Given $X_1, \dots, X_n$ simple random sample with distribution $F_X$ -unknown-, i have to estimate $\mu = \mathrm{E}(X)$.
Now, given the famility of estimators $\tilde{T} = \bigg\{\displaystyle\sum_{i=1}^n \alpha_iX_i : \ \displaystyle\sum_{i=1}^n \alpha_i = 1\bigg\}$.

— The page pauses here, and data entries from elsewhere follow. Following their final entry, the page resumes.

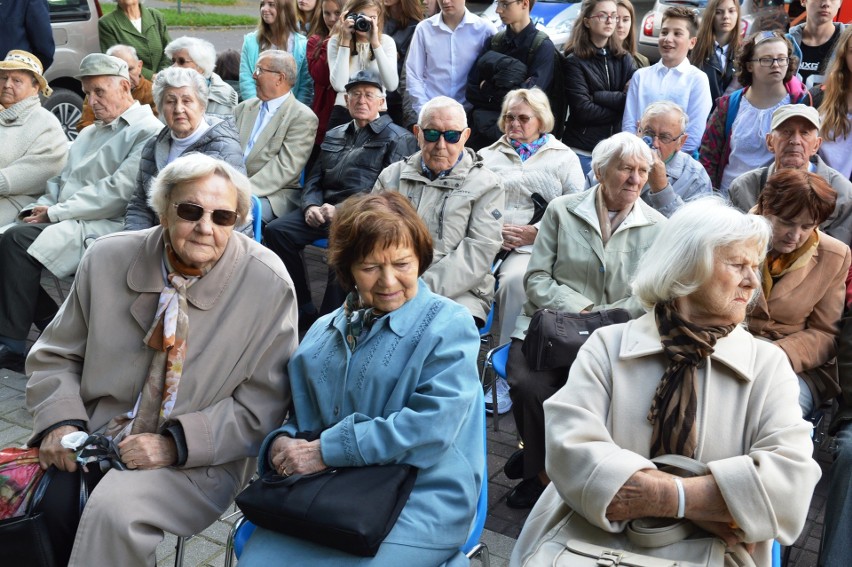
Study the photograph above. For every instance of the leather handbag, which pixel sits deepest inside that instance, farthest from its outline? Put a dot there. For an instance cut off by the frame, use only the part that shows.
(554, 337)
(646, 542)
(349, 508)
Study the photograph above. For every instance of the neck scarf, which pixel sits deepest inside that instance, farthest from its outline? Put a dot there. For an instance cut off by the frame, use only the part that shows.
(526, 151)
(608, 225)
(675, 404)
(359, 319)
(776, 266)
(167, 336)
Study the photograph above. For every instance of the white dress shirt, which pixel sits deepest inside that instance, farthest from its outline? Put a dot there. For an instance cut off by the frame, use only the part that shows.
(684, 85)
(439, 59)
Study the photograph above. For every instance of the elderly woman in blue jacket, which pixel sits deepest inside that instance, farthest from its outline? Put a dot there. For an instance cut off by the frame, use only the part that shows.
(390, 377)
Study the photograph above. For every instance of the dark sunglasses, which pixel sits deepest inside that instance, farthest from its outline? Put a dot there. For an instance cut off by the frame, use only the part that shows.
(192, 212)
(451, 136)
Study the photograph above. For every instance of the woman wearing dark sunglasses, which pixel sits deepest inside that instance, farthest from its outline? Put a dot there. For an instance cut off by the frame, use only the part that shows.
(164, 346)
(181, 96)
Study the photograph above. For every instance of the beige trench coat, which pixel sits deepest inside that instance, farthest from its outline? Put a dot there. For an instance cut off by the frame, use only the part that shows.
(90, 365)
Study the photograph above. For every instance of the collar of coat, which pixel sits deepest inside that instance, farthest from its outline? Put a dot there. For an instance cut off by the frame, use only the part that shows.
(737, 351)
(146, 272)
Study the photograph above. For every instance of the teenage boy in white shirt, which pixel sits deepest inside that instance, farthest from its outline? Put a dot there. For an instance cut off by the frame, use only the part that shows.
(672, 78)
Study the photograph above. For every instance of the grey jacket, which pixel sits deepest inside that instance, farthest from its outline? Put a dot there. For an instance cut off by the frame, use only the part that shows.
(745, 189)
(687, 181)
(221, 141)
(464, 213)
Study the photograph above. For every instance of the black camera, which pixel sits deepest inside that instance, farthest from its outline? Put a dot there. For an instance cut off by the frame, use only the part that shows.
(362, 23)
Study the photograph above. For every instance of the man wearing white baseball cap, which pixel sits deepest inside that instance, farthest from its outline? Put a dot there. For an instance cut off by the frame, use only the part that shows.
(88, 198)
(794, 140)
(40, 150)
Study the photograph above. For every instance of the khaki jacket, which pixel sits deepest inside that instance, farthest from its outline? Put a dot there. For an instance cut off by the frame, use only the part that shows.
(464, 214)
(750, 434)
(803, 314)
(280, 151)
(571, 269)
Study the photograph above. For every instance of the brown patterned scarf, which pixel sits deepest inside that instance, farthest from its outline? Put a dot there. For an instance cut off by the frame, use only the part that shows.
(675, 405)
(167, 336)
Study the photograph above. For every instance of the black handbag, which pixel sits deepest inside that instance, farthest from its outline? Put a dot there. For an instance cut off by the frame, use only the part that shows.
(349, 508)
(554, 337)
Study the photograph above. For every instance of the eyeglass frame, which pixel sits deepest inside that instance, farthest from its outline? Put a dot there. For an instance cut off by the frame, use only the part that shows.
(213, 213)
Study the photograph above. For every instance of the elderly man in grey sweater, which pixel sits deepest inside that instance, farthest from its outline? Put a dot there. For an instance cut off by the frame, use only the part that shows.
(675, 177)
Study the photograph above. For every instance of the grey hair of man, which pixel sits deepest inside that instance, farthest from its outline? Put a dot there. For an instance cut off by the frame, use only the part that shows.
(195, 166)
(177, 77)
(280, 62)
(663, 108)
(611, 151)
(441, 103)
(682, 257)
(124, 52)
(201, 51)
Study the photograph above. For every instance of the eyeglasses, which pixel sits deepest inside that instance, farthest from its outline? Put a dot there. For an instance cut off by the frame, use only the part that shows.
(193, 213)
(664, 138)
(181, 61)
(769, 61)
(605, 18)
(522, 118)
(366, 96)
(451, 136)
(505, 5)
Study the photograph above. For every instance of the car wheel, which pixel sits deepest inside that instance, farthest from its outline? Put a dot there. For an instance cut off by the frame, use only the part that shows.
(67, 106)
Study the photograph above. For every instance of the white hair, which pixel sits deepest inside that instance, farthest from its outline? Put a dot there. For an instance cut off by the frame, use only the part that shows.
(202, 52)
(194, 166)
(177, 77)
(440, 103)
(618, 148)
(682, 257)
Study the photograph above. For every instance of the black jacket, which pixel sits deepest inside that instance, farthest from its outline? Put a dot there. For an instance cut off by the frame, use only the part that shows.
(350, 160)
(595, 92)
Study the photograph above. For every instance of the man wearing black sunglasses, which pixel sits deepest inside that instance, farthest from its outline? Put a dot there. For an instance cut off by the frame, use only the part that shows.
(351, 157)
(461, 202)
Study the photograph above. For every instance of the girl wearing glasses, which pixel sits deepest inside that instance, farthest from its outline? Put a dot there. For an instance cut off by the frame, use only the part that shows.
(718, 41)
(278, 28)
(734, 141)
(351, 50)
(597, 72)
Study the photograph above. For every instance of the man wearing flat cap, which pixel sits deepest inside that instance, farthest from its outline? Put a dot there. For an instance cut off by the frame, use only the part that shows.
(39, 149)
(794, 140)
(87, 199)
(351, 158)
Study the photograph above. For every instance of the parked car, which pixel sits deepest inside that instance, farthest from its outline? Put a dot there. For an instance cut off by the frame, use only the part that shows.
(649, 29)
(554, 17)
(75, 32)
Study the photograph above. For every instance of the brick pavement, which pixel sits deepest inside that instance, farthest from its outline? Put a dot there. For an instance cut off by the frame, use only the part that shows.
(502, 525)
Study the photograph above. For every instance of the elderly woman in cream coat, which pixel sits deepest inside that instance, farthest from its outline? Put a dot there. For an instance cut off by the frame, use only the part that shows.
(187, 389)
(39, 149)
(606, 424)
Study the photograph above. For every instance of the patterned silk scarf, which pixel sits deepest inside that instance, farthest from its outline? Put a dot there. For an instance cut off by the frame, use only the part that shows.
(167, 336)
(675, 405)
(359, 319)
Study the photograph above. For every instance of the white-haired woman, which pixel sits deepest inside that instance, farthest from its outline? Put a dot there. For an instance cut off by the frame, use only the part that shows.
(530, 161)
(586, 252)
(181, 95)
(684, 379)
(163, 345)
(200, 54)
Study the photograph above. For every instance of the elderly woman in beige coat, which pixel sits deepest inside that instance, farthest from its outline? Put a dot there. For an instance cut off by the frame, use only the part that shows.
(686, 379)
(174, 342)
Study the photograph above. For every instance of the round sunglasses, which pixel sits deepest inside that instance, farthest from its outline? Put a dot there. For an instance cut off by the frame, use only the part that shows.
(193, 213)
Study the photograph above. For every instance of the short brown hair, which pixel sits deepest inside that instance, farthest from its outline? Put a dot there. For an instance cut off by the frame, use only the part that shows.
(375, 221)
(789, 192)
(746, 54)
(683, 13)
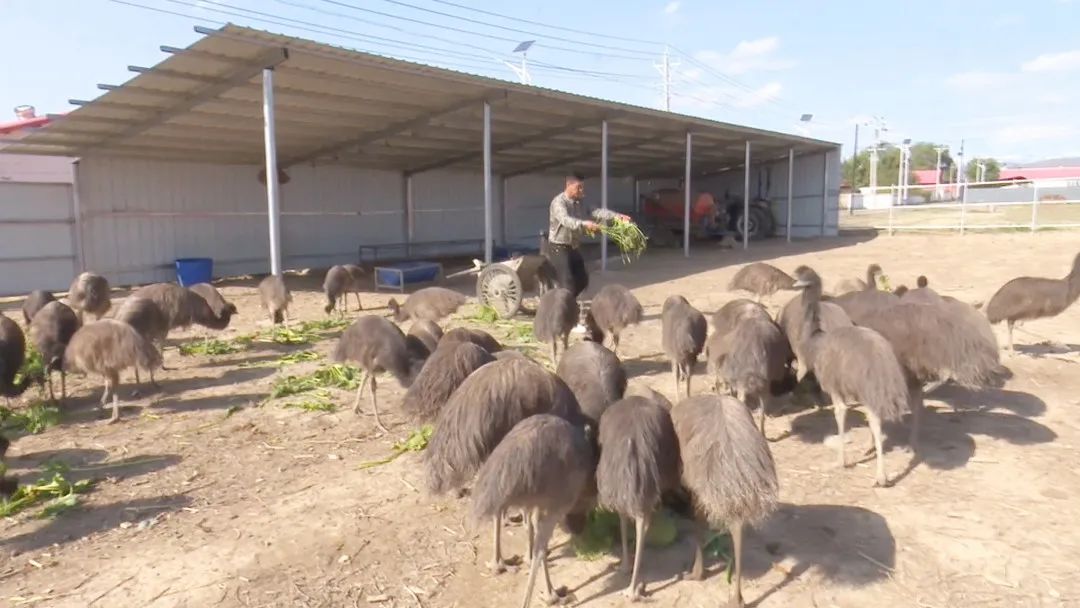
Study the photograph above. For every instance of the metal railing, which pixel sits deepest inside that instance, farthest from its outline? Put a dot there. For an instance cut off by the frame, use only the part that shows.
(1029, 205)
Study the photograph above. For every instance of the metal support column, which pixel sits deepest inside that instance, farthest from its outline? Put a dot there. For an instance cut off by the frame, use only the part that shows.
(746, 198)
(686, 196)
(487, 184)
(273, 189)
(604, 190)
(824, 193)
(791, 190)
(409, 216)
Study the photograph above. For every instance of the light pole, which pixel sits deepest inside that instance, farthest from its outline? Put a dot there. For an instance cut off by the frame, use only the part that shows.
(522, 70)
(937, 172)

I have to (1) Prove that if $\hat{\mu} \in \tilde{T},$ then $\hat{\mu}$ it's unbiased; and (2) Show that for every estimator $\beta \in \tilde{T}$, $\mathrm{Var}(\bar{X_n})<\mathrm{Var}\{\beta\}$.
Here's my attempt:
(1) $\hat{\mu} \in \tilde{T} \implies \hat{\mu} = \displaystyle\sum_{i=1}^n \alpha_iX_i \implies \mathrm{E}(\hat{\mu}) = \mathrm{E}\bigg(\displaystyle\sum_{i=1}^n \alpha_iX_i\bigg) = \displaystyle\sum_{i=1}^n \alpha_i\mathrm{E}(X_i)$.
Now, since $X_1,\dots, X_n$ it's a sample mean, then all of them have the same distribution, let's say $X$. Follows $\mathrm{E}(\hat{\mu}) = \displaystyle\sum_{i=1}^n \alpha_i\mathrm{E}(X_i) = \displaystyle\sum_{i=1}^n \alpha_i\mathrm{E}(X) = \mathrm{E}(X)\displaystyle\sum_{i=1}^n \alpha_i = \mathrm{E}(X)$ and then follows $ \hat{\mu}$ unbiased ?
(2) I know that $\mathrm{V}(\bar{X}) = \displaystyle\frac{\sigma^2}{n}$, if $\mathrm{V}(\beta) < \displaystyle\frac{\sigma^2}{n}$ and since $\beta \in \tilde{T}$ we have $\beta = \displaystyle\sum_{i=1}^n \beta_iX_i$ for $\beta_i$ scalars, then $\mathrm{V}(\beta) =\mathrm{V}\bigg(\displaystyle\sum_{i=1}^n \beta_iX_i\bigg) = \displaystyle\sum_{i=1}^n \beta_i^2\mathrm{V}(X_i) > \displaystyle\sum_{i=1}^n \mathrm{V}(X_i) = n\sigma ^2$ and should be $n\sigma ^2 < \displaystyle\frac{\sigma^2}{n}$.
And follows that the assumption was wrong.